Per fortuna arriva l’allegro country da portico del Sud di “Garbage Dump”, un’ode al vivere sulla strada e cibarsi dei rifiuti dei ricchi, sempre perché se io e la mia Family siamo dei rifiuti della società allora vi dimostreremo che i rifiuti non hanno nulla che non va, o qualcosa del genere. A livello di messaggio di giustizia sociale è naturalmente trenta volte superiore a qualunque cosa Bono abbia mai scritto.
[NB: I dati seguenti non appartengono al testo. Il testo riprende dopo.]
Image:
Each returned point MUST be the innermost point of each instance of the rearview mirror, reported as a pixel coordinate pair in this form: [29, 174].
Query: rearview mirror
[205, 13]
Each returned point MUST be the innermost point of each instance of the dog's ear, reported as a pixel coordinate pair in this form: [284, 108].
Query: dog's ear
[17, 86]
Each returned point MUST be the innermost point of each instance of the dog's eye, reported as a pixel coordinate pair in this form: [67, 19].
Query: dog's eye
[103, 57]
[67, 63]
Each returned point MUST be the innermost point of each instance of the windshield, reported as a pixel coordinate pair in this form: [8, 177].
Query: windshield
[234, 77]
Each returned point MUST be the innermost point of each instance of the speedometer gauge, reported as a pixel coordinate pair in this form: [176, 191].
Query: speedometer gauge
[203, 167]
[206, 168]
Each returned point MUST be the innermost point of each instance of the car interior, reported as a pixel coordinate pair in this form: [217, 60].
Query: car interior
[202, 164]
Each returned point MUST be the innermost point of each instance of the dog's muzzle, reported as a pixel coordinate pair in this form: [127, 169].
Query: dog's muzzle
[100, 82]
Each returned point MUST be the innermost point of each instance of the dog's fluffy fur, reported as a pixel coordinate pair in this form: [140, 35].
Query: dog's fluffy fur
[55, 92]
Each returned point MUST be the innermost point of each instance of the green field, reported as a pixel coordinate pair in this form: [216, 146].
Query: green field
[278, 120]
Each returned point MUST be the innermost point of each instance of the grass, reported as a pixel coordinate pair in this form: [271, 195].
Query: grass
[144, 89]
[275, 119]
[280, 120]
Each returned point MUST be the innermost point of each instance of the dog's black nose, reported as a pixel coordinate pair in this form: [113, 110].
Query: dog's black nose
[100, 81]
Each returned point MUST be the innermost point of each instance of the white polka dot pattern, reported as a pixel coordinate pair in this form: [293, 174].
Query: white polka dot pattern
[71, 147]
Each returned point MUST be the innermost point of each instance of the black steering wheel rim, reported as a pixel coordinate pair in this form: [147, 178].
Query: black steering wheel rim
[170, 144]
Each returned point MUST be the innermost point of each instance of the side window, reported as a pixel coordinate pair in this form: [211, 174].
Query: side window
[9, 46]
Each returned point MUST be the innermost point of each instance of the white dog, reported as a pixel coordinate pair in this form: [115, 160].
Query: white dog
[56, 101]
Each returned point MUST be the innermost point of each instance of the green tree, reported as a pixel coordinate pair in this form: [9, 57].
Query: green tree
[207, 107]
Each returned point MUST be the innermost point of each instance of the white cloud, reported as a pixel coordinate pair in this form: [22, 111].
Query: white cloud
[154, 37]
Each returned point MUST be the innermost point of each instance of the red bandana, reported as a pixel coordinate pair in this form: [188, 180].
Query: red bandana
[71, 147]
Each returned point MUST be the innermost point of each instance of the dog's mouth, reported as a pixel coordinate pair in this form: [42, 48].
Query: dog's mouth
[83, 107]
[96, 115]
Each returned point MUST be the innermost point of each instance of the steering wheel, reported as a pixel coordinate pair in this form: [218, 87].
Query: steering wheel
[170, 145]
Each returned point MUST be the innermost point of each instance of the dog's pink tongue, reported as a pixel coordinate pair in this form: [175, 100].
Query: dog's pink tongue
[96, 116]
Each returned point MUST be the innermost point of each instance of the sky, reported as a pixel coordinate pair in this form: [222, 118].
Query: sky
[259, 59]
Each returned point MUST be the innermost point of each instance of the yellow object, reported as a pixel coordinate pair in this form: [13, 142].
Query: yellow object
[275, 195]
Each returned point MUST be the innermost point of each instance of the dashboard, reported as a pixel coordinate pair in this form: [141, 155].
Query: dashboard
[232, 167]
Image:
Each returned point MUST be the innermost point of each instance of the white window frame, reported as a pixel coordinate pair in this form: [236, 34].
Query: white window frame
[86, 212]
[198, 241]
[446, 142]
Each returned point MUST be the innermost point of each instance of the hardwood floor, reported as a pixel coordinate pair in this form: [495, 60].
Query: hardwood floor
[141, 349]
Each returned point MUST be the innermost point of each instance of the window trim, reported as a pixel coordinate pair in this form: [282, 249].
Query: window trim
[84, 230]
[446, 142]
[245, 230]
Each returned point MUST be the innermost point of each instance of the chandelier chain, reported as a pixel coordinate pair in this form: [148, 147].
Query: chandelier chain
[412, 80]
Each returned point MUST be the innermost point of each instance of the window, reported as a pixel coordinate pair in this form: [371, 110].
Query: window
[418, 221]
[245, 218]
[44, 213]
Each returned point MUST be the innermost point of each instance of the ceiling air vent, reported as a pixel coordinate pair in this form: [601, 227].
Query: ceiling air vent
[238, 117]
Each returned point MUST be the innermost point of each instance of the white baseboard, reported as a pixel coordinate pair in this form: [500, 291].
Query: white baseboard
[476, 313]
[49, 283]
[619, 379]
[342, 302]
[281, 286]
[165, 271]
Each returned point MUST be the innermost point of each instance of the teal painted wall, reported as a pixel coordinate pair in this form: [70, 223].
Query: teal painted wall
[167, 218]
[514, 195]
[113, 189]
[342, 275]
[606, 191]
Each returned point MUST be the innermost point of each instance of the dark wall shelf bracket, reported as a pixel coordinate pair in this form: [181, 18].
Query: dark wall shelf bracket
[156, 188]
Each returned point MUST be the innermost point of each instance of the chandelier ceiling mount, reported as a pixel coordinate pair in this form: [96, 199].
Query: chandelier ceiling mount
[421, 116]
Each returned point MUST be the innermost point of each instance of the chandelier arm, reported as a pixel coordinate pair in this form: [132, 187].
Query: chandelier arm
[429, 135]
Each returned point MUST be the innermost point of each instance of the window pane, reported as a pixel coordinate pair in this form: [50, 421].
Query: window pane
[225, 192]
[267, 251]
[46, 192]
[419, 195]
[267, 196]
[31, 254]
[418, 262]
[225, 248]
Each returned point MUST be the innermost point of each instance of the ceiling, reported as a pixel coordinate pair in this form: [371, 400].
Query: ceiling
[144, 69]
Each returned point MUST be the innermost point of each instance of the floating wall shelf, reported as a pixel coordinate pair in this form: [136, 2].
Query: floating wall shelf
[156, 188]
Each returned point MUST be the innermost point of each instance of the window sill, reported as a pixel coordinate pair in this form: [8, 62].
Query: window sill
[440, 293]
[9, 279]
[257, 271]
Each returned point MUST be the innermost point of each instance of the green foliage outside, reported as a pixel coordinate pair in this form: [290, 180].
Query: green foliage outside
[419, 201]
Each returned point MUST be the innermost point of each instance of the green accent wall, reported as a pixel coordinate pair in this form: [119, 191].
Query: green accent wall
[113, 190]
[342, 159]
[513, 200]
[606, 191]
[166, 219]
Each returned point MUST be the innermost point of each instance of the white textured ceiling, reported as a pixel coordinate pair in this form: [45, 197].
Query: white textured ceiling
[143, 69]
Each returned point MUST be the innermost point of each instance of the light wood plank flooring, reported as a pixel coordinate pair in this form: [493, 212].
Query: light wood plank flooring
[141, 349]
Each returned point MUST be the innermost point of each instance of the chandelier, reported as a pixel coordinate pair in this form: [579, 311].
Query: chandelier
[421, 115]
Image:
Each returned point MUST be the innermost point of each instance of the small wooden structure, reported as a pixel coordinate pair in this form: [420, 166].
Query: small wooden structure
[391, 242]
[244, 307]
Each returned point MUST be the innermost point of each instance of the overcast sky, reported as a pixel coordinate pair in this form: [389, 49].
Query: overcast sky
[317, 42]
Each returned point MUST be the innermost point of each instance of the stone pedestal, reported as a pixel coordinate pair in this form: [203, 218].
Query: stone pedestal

“Don’t Do Anything Illegal”
Con una band alle spalle questa sarebbe potuta diventare un’ottima canzone hard rock alla MC5. La metafora dell’aquila del governo americano che strangola i propri cittadini è perfetta. Street rock’n’roll al meglio da parte di uno che, prima di passare il segno e diventare un vero e proprio psicopatico criminale, aveva subito la repressione sulla propria pelle tra riformatorio e carcere giovanile.
“Sick City”
A quanto pare è la preferita di Marilyn Manson, il che è una garanzia di qualità.
“Cease To Exist”
Qui abbiamo la perfetta metafora della storia di Manson in una semplice canzone. Funziona così: il pazzo psicopatico figlio di Satana scrive una canzone sulla sottomissione, esortando una ipotetica ragazza a “cessare di esistere” e fondersi con il proprio uomo. Dennis Wilson e i Beach Boys decidono di inciderla, ma siccome il testo è troppo estremo, cambiano due paroline qua e là per farlo sembrare meno aggressivo. Il concetto è sempre quello, ma invece di “cessare di esistere” la ragazza deve “cessare di resistere”, e scompare il verso “la sottomissione è un dono / dallo al tuo fratello”. Ecco, Charlie, vedi, basta un poco di zucchero.
“Big Iron Door”
Un’altra canzone che parla di galera tramite le onomatopee dei rumori metallici che accompagnano la vita grama del carcerato. In dieci in una cella, il continuo clang bang clang e il cibo scadente farebbero impazzire chiunque, dai.
“I Once Knew a Man”
“I Once Knew A Man” è frittissima. Djembe suonati completamente a cazzo, rumori e mugolii di gente completamente fuori di melone accompagnano questa triste nonché delirante ballata che dev’essere stata registrata all’alba dopo giorni di party selvaggio.
“Eyes of a Dreamer”
Questa è forse la mia canzone preferita di Manson. Le sue doti vocali sono in grande spolvero, il suo tipico stile ritmico incalzante non molla un secondo e il tutto è punteggiato da una chitarra elettrica che cuce un arazzo psichedelico che è la versione astratta di uno slow rock da balera. E soprattutto, con uno sguardo come quello di Charlie in copertina, questo verso assume un sapore tutto particolare: “È tutto negli occhi di un sognatore / Tutto negli occhi dell’uomo / Tutto quello che hai fatto nella vita / E tutto quello che progetti di fare”.